REAL-TIME EXTRACTION OF HUMAN POSES FROM VIDEO FOR ANIMATION OF AVATARS

Publication number:

US20250069259

Publication date:
Section:

Physics

Class:

G06T7/73

Inventors:

Assignee:

Applicant:

Smart overview of the Invention

The patent application details a method for extracting human poses from video data to animate avatars in real-time. This approach involves obtaining input video frames that capture a person's movements, detecting keypoints in these frames, and determining corresponding 3D body poses. The process utilizes a spatial-temporal transformer to encode spatial and temporal dimensions separately, enhancing the accuracy of joint angles and movement depiction.

Technical Background

Creating high-quality animations traditionally involves time-consuming manual work or expensive motion capture setups. While machine learning offers alternatives by deriving motion from video images, existing techniques often result in low-quality animations and require significant computational resources. The described method aims to address these challenges by providing real-time output with improved pose accuracy.

Methodology

The method detects keypoints in video frames and uses a spatial-temporal transformer to determine 3D poses by encoding spatial and temporal inputs separately. It outputs 6D circular representations of joint angles, which are converted into 3D angles. This process includes predicting global translation in 3D world coordinates, potentially using a second transformer for enhanced accuracy.

Additional Features

To improve animation quality, the method incorporates a smoothing filter with an optimization solver to minimize jitters in the pose sequence. The filter reduces acceleration errors of keypoints, employing techniques like the alternating direction method of multipliers (ADMM) solver for optimization. This ensures smoother transitions and realistic animations.

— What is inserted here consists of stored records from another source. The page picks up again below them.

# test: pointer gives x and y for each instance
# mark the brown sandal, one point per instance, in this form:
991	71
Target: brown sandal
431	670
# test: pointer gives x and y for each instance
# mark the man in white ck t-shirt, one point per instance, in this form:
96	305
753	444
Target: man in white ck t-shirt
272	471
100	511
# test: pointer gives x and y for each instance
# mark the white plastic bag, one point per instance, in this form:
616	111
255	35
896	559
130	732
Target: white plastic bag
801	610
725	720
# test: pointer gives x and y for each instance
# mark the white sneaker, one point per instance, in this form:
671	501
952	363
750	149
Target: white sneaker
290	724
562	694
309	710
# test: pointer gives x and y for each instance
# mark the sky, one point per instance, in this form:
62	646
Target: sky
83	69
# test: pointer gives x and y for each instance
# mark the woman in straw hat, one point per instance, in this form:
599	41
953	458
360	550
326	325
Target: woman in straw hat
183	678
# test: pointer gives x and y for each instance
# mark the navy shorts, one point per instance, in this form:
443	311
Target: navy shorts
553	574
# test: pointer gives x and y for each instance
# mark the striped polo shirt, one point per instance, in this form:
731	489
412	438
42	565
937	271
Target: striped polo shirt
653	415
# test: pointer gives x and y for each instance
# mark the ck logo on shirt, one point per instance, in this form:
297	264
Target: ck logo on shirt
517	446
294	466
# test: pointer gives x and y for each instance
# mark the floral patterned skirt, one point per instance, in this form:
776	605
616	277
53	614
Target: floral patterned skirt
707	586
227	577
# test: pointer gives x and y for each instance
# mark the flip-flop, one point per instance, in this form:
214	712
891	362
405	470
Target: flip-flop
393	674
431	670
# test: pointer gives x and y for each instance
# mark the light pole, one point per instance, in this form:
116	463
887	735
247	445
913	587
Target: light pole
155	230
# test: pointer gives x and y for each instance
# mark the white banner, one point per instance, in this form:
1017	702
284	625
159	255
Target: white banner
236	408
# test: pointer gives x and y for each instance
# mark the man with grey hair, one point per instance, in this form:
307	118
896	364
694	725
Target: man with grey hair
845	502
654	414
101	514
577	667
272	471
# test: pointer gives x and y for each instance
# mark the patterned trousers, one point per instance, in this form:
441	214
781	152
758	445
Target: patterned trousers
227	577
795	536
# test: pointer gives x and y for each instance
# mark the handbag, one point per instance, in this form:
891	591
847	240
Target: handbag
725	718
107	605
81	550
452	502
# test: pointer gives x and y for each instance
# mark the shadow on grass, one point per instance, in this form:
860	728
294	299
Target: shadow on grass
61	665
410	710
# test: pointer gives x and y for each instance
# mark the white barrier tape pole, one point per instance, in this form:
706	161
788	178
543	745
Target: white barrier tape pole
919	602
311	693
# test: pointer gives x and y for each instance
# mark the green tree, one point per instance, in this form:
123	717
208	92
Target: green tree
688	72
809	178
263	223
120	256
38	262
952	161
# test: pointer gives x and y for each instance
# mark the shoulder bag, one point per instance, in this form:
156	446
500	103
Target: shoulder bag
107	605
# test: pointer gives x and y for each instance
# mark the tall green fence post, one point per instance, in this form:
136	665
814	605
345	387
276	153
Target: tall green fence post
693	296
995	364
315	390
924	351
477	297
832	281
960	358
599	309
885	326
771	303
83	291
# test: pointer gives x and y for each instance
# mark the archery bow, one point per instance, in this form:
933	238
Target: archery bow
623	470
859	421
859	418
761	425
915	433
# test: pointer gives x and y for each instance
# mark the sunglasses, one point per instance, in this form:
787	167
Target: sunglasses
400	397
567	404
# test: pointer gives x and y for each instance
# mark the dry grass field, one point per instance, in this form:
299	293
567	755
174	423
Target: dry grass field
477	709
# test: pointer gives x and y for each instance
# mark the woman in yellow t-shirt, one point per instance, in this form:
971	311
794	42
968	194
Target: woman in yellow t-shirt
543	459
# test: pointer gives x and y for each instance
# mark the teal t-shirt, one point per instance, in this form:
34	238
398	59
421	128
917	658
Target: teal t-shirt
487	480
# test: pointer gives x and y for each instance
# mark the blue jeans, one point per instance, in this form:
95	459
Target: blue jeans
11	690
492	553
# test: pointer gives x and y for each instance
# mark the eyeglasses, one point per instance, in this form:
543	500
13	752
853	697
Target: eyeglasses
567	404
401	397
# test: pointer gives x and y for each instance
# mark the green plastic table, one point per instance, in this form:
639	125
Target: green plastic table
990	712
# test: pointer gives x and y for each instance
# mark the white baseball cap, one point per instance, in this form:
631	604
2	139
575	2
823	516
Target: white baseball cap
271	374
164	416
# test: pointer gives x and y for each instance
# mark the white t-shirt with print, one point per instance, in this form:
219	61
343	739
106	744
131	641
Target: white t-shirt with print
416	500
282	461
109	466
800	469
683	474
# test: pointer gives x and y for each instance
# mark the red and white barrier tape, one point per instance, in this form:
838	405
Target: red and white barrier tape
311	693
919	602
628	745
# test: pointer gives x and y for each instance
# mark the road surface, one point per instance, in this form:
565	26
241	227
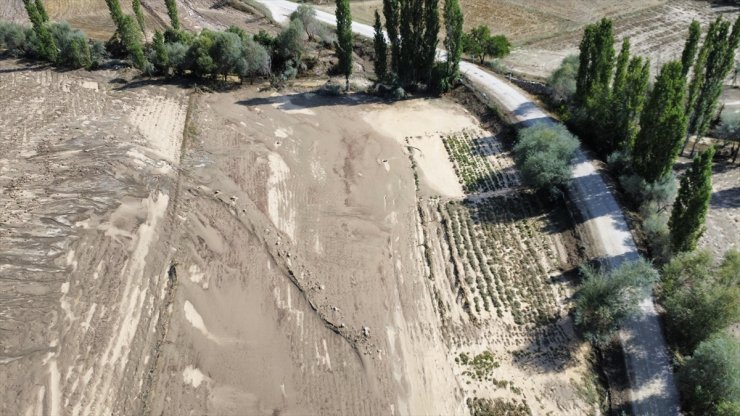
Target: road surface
652	387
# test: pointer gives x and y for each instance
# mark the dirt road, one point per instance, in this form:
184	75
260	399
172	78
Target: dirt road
653	389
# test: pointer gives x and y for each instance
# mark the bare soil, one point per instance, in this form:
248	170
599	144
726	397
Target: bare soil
166	251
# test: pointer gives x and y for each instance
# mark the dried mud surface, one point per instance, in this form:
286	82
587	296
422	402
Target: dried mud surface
165	251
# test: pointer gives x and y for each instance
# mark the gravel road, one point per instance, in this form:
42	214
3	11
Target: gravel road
652	387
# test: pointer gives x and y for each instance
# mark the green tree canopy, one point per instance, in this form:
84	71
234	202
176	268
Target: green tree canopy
691	47
481	44
381	50
345	41
700	298
710	380
172	13
606	299
454	20
692	203
543	154
662	125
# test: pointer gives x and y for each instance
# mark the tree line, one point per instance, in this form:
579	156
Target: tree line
641	130
406	52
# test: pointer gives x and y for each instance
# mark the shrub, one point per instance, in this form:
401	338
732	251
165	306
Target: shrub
15	38
700	298
710	379
288	46
662	192
543	154
605	300
74	49
256	60
264	38
480	43
655	227
562	82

Applications and Implementations

The system can be applied to virtual environments where avatars mirror human movements captured in video data. It includes processors and memory with software instructions for obtaining video input, detecting keypoints, and determining 3D poses. The approach is adaptable to various devices and non-transitory computer-readable media, offering flexibility in integrating with existing systems.